You have the right to inspect and obtain copies of your
medical information. You may inspect
and obtain a copy of your medical information that we maintain. The information may contain medical and
billing records and any other records that we use for making decisions about
you. However, under federal law, you may
not inspect or copy the following records:
psychotherapy notes; information compiled related to a civil, criminal,
or administrative action; and medical information that is subject to law that
prohibits access to medical information in certain circumstances. We may deny your request to inspect your
medical information. In some
circumstances, you may have a right to have this decision reviewed. You must conform to our policies and
procedures for requesting records during our regular business hours and with
reasonable notice. In accordance with
the law, we may charge a fee for this service.
Please contact our Privacy Officer if you have questions about access to
your medical record.
You have the right to request a restriction of your medical
information. This means you may ask us not to
use or disclose any part of your medical information for the purposes of treatment,
payment or health care operations. You
may also request that any part of your medical information not be disclosed to
family members or friends who may be involved in your care. Your request must state the specific
restriction requested and to whom you want the restriction to apply. We are not required to agree to your
request. If we agree to the requested
restriction, we may not use or disclose your medical information in violation
of that restriction unless it is needed to provide emergency treatment or
unless we otherwise notify you that we can no longer honor your request. Please request all restrictions in writing to
our Privacy Officer.
You have the right to request that we accommodate you in
communicating confidential medical information.

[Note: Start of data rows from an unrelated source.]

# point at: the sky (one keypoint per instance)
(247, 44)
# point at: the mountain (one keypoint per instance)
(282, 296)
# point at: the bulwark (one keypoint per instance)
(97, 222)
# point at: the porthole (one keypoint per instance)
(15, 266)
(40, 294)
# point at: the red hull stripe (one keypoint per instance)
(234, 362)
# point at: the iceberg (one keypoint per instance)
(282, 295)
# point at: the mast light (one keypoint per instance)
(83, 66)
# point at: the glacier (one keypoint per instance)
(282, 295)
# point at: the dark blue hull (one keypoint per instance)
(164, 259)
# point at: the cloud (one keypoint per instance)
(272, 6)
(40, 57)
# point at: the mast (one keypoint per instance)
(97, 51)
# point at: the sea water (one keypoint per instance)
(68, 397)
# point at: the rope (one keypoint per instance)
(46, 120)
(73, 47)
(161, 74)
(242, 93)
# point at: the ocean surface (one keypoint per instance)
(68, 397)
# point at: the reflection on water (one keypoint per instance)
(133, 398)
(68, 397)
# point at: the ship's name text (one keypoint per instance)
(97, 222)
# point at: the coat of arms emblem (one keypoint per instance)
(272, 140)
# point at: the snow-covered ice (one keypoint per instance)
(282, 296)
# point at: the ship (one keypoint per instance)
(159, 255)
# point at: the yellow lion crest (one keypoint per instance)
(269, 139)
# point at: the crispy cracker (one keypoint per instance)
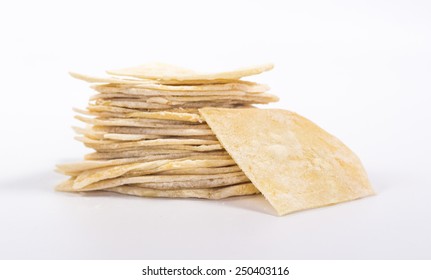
(293, 162)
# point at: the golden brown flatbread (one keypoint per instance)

We will accommodate reasonable requests, but we may condition this
accommodation by asking you for information as to how payment will be handled
or other information necessary to honor your request. Please make this request in writing to our
Privacy Officer.
You may have the right to ask us to amend your medical information. You may request an amendment of your medical
information as long as we maintain the original records with the
amendment. In certain cases, we may deny
your request for an amendment. If we
deny your request for amendment, you have the right to file a disagreement with
us and we may respond in writing to you.
Please contact our Privacy Officer if you have questions about amending
your medical record.
You have the right to receive an accounting of certain
disclosures we have made, if any, of your medical information. This right applies to disclosures for
purposes other than treatment, payment or health care operations as described
in this Notice of Privacy Practices. It
excludes disclosures we may have made pursuant to your authorization
(permission), made directly to you, to family members or friends involved in
your care, or for appointment notification purposes. You have the right to receive specific
information regarding these disclosures that occurred after April 14,
2003. You may request a shorter
timeframe. The right to receive this
information is subject to certain exceptions, restrictions and limitations.
You have the right to obtain a paper copy of this notice from
us for you to keep.
6. Complaints.
You may complain to us in writing if
you believe your privacy rights have been violated by us. To file a complaint, please contact our
Privacy Officer who will be happy to assist you. You may file a complaint with us by notifying
our Privacy Officer of your complaint.
We will not retaliate against you for filing a complaint. If you do not wish to file a complaint with
us, you may contact the Secretary of Health and Human Services.
7. Privacy Contact.
If you have any questions about this Notice or require
additional information, please contact our Privacy Officer. Our Privacy Officer is available during
normal business hours to discuss your privacy questions, concerns or
complaints.
8.
Effective Date.
This notice was published and becomes effective on April 14, 2003. The Medical Practice reserves the right to
implement some or all of these provisions prior to that date.